Rez O. Lewshun said:
A squared- your supply and demand sounds fair...
How does that apply to organized labor at airlines. There are no Micheal Jordon's when flying airplanes. Either you are qualified and have the right attitude andpersonality to get hired or you don't.
There are no Derek Jeters that can command more pay for the same work as other short stops....
True, the laws of supply and demand are still at work, but to a lesser degree.
As you point out, pilots are widgets. In economic-speak, that means a comodity with no quality differentiation. If you hold an ATP and can pass a checkride every 6 months, in a lot of respects, you're just as good as any other airline pilot. There may be large differences in skill, but despite that, everone meeting the minimum qualifications is on about the same footing.
However, supply and demand is a free market phenomenon. the further and further you get from a free market the weaker the law of supply and demand. At the extreme, in a completely planned market (read socialist) , the law of supply and demand is pretty much nil.
Things like collective bargaining, contracts, and labor legislation like the railway labor act tend to move the labor market away from a pure free market, toward a socialist market. In this way the supply/demand effect is lessened. However, having said that, the Unions do work with the laws of supply and demand. One of the primary functions of a union is to artificially limit the supply of labor in a particulat labor market. The union does this in varous ways, legislation allowing union membership to be required is one way. Another way is by perpetuating the whole "scab" concept.
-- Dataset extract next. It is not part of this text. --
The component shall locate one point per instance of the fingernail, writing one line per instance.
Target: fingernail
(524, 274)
By intimidating people by threats of blackballing, ostracization, harrasment or even bodily harm, the union is using social pressure to limit a company's free access to all potential sources of labor.
Whatever your thoughts are on the scab issue, that is what is going on; limiting the supply of labor to a particular labor market to make that labor market more favorable to the laborer through the laws of supply and demand.
Let's say that there was no railway labor act, that airlines were not bound to contracts, and there is no social stigma attatched to being a scab. The unions would have lost almost all of thier power to limit the supply of pilot labor to an airline. Tha airlines would have a much freer access to the the pilot populations at large. If the union (if it even existed) wasn't happy and threatened a strike, so what? it would be an inconvenience as there would be some training costs associated with replacing the striking workers, but after all the new hires (who without the social stigme associated with being a scab would be lining up in droves) were on line, life would go on at the airline. With that sort of unlimited access to the pilot labor pool, I think you'd find pilot compensation would tend to be much lower.